EBN- The California Department of Public Health in America recently warned in a statement of the necessity of avoiding consuming raw milk infected with bird flu, as a precaution and due to the continued spread of bird flu among cows and poultry , and the presence of cases of infection among humans, according to the website today.
California the epicenter of the avian flu outbreak in cattle, and the Centers for Disease Control and Prevention has warned that raw, unpasteurized milk could expose people to germs and pose serious health risks.
Consumers don’t realize that the raw milk they’re buying isn’t from one cow, but rather from many cows , said Dr. Ian Lipkin, professor of epidemiology at Columbia University’s Mailman School of Public Health. If one cow in that group has avian influenza, the virus will spread to a much larger number of people.
California health officials have warned that drinking raw milk containing the bird flu virus could lead to infection with the disease, and touching the face after touching the contaminated milk could lead to infection with the disease. They stress that pasteurized milk is safe to drink because pasteurization kills the bird flu virus and other germs.
It is worth noting that almost all bird flu patients have had contact with infected animals, but three cases are of particular interest because it is not known how they were exposed to the virus: the child in California, the teenager in Canada, and the person in Missouri.
Could bird flu cause a global pandemic?
“We have already seen an outbreak of human infection with the virus,” said Dr.

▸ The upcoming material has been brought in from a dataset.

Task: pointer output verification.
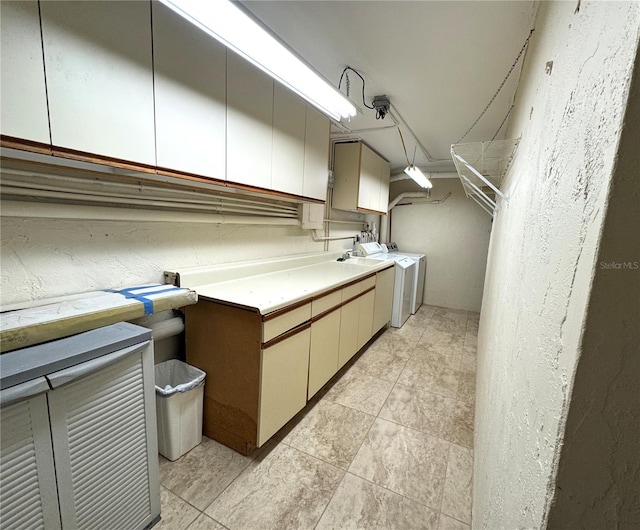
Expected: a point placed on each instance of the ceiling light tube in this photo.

Amesh Adalja, a scholar at the Johns Hopkins Center for Health Security and a spokesperson for the Infectious Diseases Society of America. “The CDC says the current public health risk from avian influenza is low, and the CDC’s influenza surveillance systems show no signs of unusual influenza activity in humans, including H5N1, or any unusual flu-related trends in emergency department visits.”

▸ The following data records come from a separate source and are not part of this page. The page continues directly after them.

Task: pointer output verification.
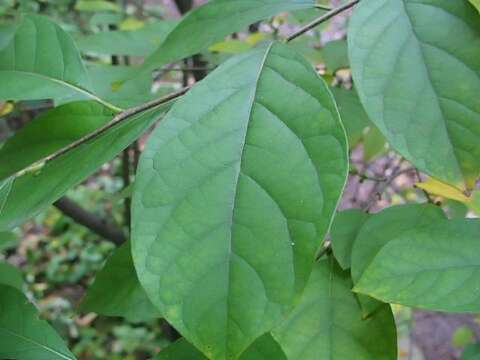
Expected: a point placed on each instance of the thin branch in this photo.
(323, 7)
(90, 220)
(124, 115)
(322, 19)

How is bird flu transmitted?
According to the Centers for Disease Control and Prevention, bird flu can be transmitted to humans when the virus gets into a person’s eyes, nose, or mouth or is inhaled. The severity of the illness can range from mild to severe and can be fatal. Human cases of infection in the United States have been relatively mild, perhaps because people are most often infected through their eyes. This can happen when a dairy worker milks an infected cow.

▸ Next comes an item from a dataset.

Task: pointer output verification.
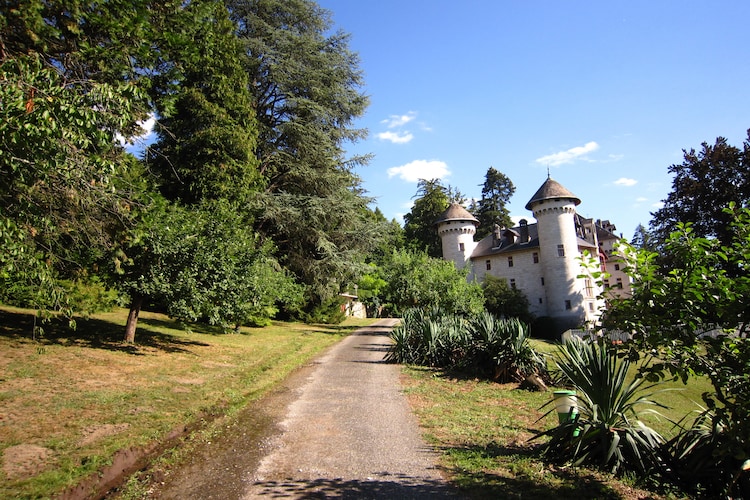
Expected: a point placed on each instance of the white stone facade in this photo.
(544, 259)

When the infection is transmitted through the eyes and not through the respiratory system, it is less dangerous than inhaling the virus through the respiratory system, where it can be transmitted to the lungs.
Is bird flu a global health emergency?
The World Health Organization does not currently classify the avian influenza outbreak as a global health emergency. Epidemics that fall into this category include COVID-19, cholera, dengue fever, Marburg virus and monkeypox.
Could bird flu turn into a global pandemic?
Experts say this strain of bird flu is unlikely to cause a global pandemic because it does not have the ability to spread effectively between humans. Adalja points out that the bird flu virus has been infecting humans since 1997, so it has had time to evolve, but it still cannot be easily transmitted from person to person.
What is bird flu?
Birds, like humans, can get the flu, and the avian flu viruses that make birds sick can also infect other animals, such as cows, and rarely infect humans, the National Library of Medicine explains.
The H5 virus has nine subtypes, including H5N1, the strain responsible for the recent illnesses, and nearly all of the patients in the United States had contact with infected livestock or poultry. The only two exceptions are a patient in Missouri and a child in California — neither had known contact with animals, and no person-to-person spread has been confirmed.